The onset of menstruation is usually described as a traumatic event by girls, which comes with the likelihood of immediate marriage and raises fear, distress and worry among them, a study conducted by Unicef reveals. Since menstruation is considered a sign of a girl’s ‘readiness for marriage’, the elders quickly fix the marriage to make sure the second menstrual period occurs in her husband’s house. Mothers and their daughters sometimes try to hide the onset of periods from men in the family in order to avoid early marriages.
“The fact that menstruation can be a life-altering event for some women shook me to the core,” says Sana Lokhandwala, a menstrual health leader and co-founder of HER Pakistan, an organisation working to ensure access to quality menstrual health education and products in Pakistan. She decided to break the culture of silence around menstruation and embarked on a journey of raising awareness about menstrual health and hygiene management with her sister Sumaira.
During its early years, HER Pakistan conducted a menstrual hygiene drive in Rehri Goth, a neglected neighbourhood on the outskirts of Karachi. “Women there were not aware about how to manage their periods,” says Sana. “They used to bleed in their shalwars, and wear black ones to hide blood stains. The girls’ school had no washroom.

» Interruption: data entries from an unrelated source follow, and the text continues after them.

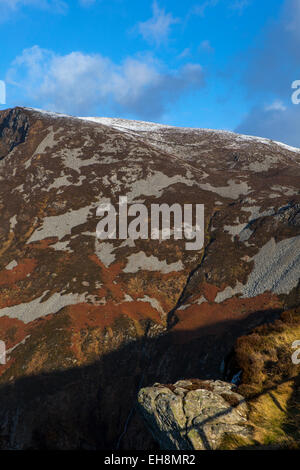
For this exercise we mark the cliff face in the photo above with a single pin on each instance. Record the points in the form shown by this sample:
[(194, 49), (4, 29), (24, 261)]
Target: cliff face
[(194, 414), (87, 323)]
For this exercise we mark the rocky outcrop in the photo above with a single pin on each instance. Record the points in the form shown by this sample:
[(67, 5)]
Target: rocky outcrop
[(88, 322), (193, 414)]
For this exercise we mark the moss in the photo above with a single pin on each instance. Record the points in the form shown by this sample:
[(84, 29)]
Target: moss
[(270, 382)]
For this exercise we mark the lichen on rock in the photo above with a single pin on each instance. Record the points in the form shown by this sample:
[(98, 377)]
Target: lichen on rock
[(194, 414)]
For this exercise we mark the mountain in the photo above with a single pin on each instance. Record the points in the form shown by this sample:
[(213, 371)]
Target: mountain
[(88, 322)]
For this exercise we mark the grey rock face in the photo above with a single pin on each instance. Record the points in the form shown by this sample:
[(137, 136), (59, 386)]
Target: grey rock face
[(193, 415)]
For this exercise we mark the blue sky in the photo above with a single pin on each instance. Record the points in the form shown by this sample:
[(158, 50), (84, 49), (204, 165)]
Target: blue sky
[(225, 64)]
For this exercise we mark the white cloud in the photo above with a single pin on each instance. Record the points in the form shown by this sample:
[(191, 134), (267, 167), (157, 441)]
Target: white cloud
[(79, 83), (276, 106), (157, 29)]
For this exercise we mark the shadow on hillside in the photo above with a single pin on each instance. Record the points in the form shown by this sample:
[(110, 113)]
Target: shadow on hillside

“The lack of awareness about menstruation is intergenerational,” Sana believes as, in many cases, the mothers are not aware of good hygiene practices and have limited information to pass on to their daughters.

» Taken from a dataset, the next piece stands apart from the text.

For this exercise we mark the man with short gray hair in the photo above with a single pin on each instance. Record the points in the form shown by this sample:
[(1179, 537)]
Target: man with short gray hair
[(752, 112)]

“[The] women [we met] were curious to know about various menstrual products and materials and how to use them appropriately,” says Sana, whose team received a great response during their awareness drives in rural areas. “Men encouraged women to attend those sessions, waited outside for them, and helped us carry our boxes to our cars.”
On the contrary, opposition and criticism were thrown at her by the so-called educated lot. Sana participated in Aurat March 2019 holding a placard which read, ‘We Want a Period-Friendly Pakistan’. “Before I even reached home, my mobile phone was abuzz with threats and intimidating messages, including rape,” she says.

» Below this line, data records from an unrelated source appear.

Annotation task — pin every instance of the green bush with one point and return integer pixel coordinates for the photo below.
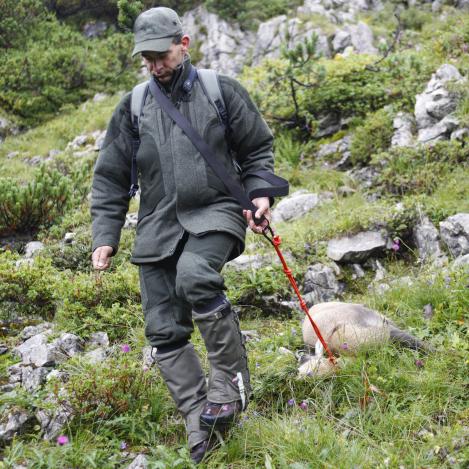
(28, 291)
(27, 209)
(419, 170)
(372, 137)
(94, 301)
(56, 65)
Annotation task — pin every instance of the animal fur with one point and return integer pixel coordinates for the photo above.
(345, 327)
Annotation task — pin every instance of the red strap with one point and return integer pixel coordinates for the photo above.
(276, 241)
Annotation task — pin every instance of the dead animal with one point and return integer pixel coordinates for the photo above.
(345, 327)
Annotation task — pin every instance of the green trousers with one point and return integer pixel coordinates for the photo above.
(191, 278)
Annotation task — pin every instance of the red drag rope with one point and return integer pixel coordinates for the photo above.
(276, 241)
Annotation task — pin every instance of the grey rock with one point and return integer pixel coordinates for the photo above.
(94, 29)
(59, 375)
(380, 271)
(358, 271)
(131, 220)
(435, 105)
(328, 125)
(14, 373)
(77, 142)
(98, 339)
(428, 311)
(251, 336)
(342, 39)
(321, 284)
(66, 346)
(295, 206)
(462, 261)
(454, 232)
(442, 130)
(364, 176)
(358, 35)
(278, 31)
(460, 134)
(225, 46)
(36, 351)
(33, 378)
(32, 249)
(357, 248)
(403, 124)
(53, 153)
(147, 357)
(340, 146)
(98, 97)
(69, 237)
(247, 261)
(95, 356)
(427, 240)
(99, 140)
(16, 423)
(29, 331)
(255, 261)
(53, 421)
(140, 462)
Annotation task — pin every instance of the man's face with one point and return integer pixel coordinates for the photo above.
(163, 64)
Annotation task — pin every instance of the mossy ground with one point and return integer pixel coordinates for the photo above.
(388, 406)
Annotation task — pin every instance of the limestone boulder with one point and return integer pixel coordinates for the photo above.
(454, 232)
(357, 248)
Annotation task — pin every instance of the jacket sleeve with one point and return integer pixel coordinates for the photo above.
(252, 141)
(111, 179)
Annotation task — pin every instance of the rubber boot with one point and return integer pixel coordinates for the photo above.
(185, 379)
(229, 381)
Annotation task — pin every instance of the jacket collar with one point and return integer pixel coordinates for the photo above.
(174, 89)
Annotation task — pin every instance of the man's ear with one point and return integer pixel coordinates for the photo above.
(185, 41)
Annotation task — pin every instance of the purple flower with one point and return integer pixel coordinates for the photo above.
(62, 440)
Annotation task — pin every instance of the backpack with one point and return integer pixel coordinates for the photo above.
(211, 87)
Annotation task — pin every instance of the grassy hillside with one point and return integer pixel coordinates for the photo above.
(387, 407)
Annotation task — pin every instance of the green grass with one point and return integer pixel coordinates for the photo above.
(54, 134)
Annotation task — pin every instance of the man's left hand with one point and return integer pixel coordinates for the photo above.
(263, 208)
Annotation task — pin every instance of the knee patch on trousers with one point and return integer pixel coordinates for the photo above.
(196, 281)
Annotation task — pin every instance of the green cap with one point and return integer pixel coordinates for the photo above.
(155, 29)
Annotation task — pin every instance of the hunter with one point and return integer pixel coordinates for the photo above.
(189, 225)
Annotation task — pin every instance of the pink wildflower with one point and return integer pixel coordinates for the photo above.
(396, 245)
(62, 440)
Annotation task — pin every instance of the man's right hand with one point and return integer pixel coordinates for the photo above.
(101, 257)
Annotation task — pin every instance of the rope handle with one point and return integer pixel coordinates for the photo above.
(275, 241)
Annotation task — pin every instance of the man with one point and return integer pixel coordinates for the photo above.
(189, 225)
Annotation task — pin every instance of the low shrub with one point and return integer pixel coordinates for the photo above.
(414, 170)
(372, 137)
(28, 291)
(91, 302)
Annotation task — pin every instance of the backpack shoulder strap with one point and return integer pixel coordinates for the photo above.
(211, 86)
(137, 100)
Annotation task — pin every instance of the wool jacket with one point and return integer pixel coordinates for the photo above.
(179, 191)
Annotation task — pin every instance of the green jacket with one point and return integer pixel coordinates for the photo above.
(179, 191)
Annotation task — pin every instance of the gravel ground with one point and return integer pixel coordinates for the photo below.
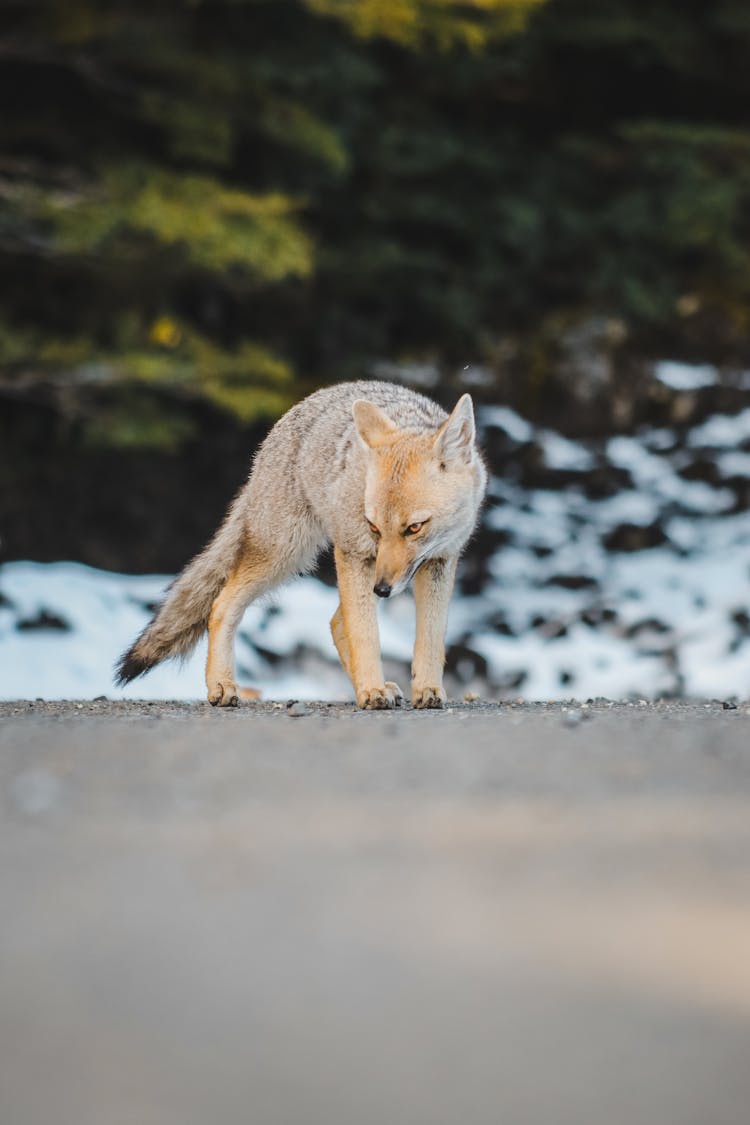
(494, 914)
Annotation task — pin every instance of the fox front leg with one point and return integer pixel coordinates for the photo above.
(433, 585)
(354, 629)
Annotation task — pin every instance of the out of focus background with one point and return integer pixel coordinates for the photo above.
(209, 209)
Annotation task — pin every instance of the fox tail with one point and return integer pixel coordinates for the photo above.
(182, 617)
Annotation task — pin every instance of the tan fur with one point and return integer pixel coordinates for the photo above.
(346, 455)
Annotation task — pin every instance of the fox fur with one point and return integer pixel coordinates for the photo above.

Sana describes period-friendly Pakistan as a place where people are not threatened to talk about menstruation and, during their periods, women feel confident and are treated with dignity.
Menstrual hygiene management is usually missing from the agendas of disaster response agencies. Anum Khalid and Bushra Mahnoor, two university students and WASH activists from Saraiki Waseb and Attock respectively, realised the need and initiated the Mahwari Justice movement to provide menstrual relief kits to flood-hit women.
“Women were using tree leaves and dirty pieces of cloth and some did not even have underpants,” says Anum about the flood-hit women she reached out to.
Every day, the young campaigners receive pleas from affected women to send them menstrual hygiene kits, but people criticise that these kits are not a necessity, as women of these areas use cloth, not sanitary pads. “Most of them demand sanitary pads, in fact, as they are easier to use,” says Anum.
However, Mahwari Justice caters to every woman. “We have designed four types of menstrual relief kits, based on biodegradable pads, reusable cloth pads, big sheets of towel and sanitary pads, which are sent to relief camps through doctors who assist women if they have any problems,” Bushra explains.
Anam and Bushra initiated the Mahwari Justice movement on Twitter last June, and have supplied menstrual hygiene kits to more than 50,000 women so far.
Last week, Sana and Sumaira Lokhandwala spoke at the first-ever global forum on period poverty in Australia, where 42 leaders from across the world set goals to end period poverty. While menstrual health is not specifically stated in the Sustainable Development Goals targets, the World Health Organisation (WHO) urges governments to safeguard the rights of people who menstruate and ensure they have access to menstrual products, information, water, sanitation, disposal facilities and competent and empathic care.
“It is not hard to learn empathy,” says Sana. You just have to spend one period cycle without menstrual products to feel the pain of those who cannot access it.”